August At TGCC Shed Light On Feni, Fermentation, And The Nuances Of Gin
As the monsoons painted Bengaluru in shades of grey and green, August at The Good Craft Co. (TGCC) unfurled its own rainbow in the form of curated sessions into spirit exploration. With audiences eager to gain a deeper understanding of the art of craft spirits and their infinite potential, the month was marked by intimate gin sessions, one of a kind feni masterclass and a playful weekend of fermentation mastery.
From all over the country, novices and spirit connoisseurs poured in to expand their horizons through thoughtful, expert-led workshops, tasting sessions and spirited discussion.
Gin: A Spirit In Focus
Across two Saturdays in August, the team at TGCC explored once again why gin has been one of India’s most talked about spirits for well over a decade. In these sessions guests were invited to analyse the nuances of gin in its many forms, as they sampled and decoded the different botanicals at play.
But at TGCC you’re never too far from innovation and while attendees sipped through London Drys and Indian expressions, they were also invited to experience how gin pairs with local ingredients and mixers, all crafted in house to showcase the wealth of India’s native botanicals in sessions that celebrated their dedication to craft.
Feni’s Flavour Journey With Hansel Vaz
Though August was coming to an end, TGCC’s adventures definitely weren’t. On the 30th, they opened the floor to Hansel Vaz, founder of Cazulo Feni. Living up to his moniker of the Feni Doctor, the session was a deep dive into Goa’s native spirit, the stories that are woven into its past and its journey into the future.
Rooted in centuries-old distillation traditions and expressing the unique terroir of Goa, feni is a spirit with profound heritage that's now being reimagined through innovative craft practices. Guests were encouraged to sample ingredients with all their senses, and connect with how the texture, aroma, and taste of each contributed to feni’s distinct character..
Sipping from traditional glassware, Hansel led attendees through feni’s many expressions including the bold original avatar with Cashew, a smooth Coconut, earthy Dukshiri, spiced Alem and a coffee-led Café Conserva. The session was rounded off by a cocktail showcase by Neil Alexander featuring two signature creations. The first, Finding Feni, was a tangy, herbaceous serve with basil, chilli, tirphal, and lemon. The second, a Serradura Martini cocktail, was a silky, dessert-inspired blend of coconut feni, biscuit crumble, condensed milk, and salted toffee. Both cocktails were emblematic of Goa’s culinary heritage and the creative potential of feni.
Fermentation At Play With Payal Shah
The month ended on a high note as craft met science with Payal Shah bringing fermentation to life at The Good Craft Co. through a weekend of workshops that united curious beginners and seasoned professionals from Bangalore, Goa, and Coimbatore in a celebration of flavour. Even though she had hosted many successful online workshops in the past, Payal believes that fermentation is best experienced in person. This weekend offered attendees a chance to get hands-on with the craft.
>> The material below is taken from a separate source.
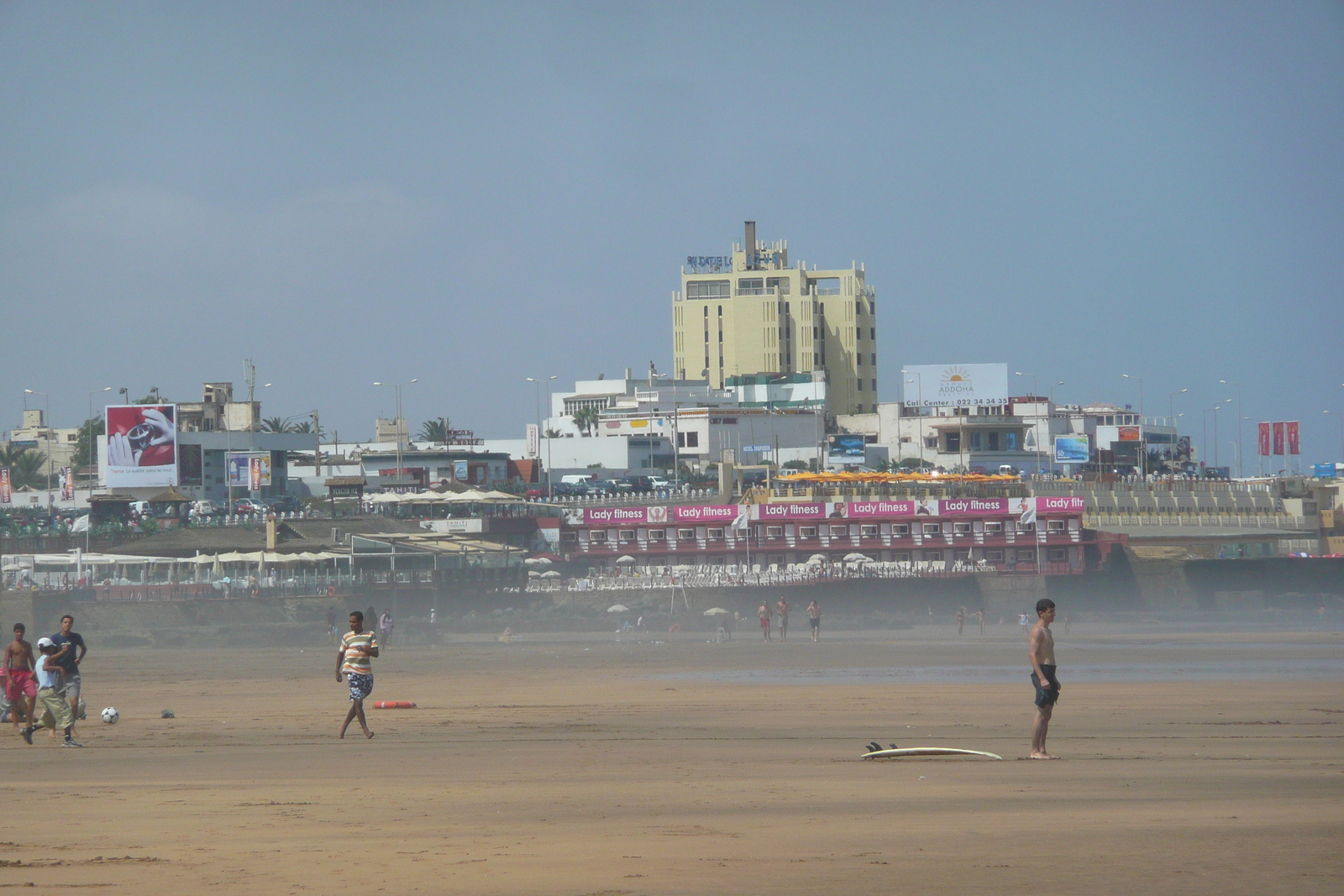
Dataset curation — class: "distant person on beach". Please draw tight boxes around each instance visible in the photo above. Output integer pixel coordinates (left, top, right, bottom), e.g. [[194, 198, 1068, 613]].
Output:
[[1026, 598, 1063, 759], [336, 610, 378, 739], [4, 622, 38, 731], [50, 612, 89, 736]]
Sunday morning saw an Intro To Fermentation (Level 1) session where participants got to grips with the foundations of the science and techniques, leading to a hands-on exploration of the 'Living Wall Of Ferments'. While the world of fermentation can be an intimidating one at first sniff, Payal’s expert guidance quickly allayed apprehensions and encouraged guests to explore the potential of the technique on their own terms.
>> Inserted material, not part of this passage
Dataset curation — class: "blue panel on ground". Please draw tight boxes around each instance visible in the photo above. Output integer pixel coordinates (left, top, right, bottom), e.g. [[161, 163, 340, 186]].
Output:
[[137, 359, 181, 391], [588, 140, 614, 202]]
The afternoon session turned up the heat as the Hot & Spicy Masterclass (Level 2) delved further into how to build upon flavors during an interactive session. Attendees selected from the many colourful ingredients at hand to concoct their own vibrant ferment to take home.
The trio of sessions wrapped up with a F&B Professionals Masterclass on Monday, which drew culinary experts from across fields for an advanced deep dive into fermentation. The masterclass included demonstrations, tastings, interactive troubleshooting sessions, and a ‘Bring Your Own Ferment Session’ where home-crafted creations were tasted and refined as a collective.
August showcased a measured balance between honouring the storied heritage of India's native spirits and exploring the creative possibilities they hold. September continues this journey, weaving together hyperlocal traditions and global techniques through Neil Alexander's savoury mixology session and an exploration of Mahua, India's complex, fragrant native spirit that, much like TGCC, celebrates centuries of craft in a modern context.
*Drink Responsibly. This communication is for audiences above the age of 25.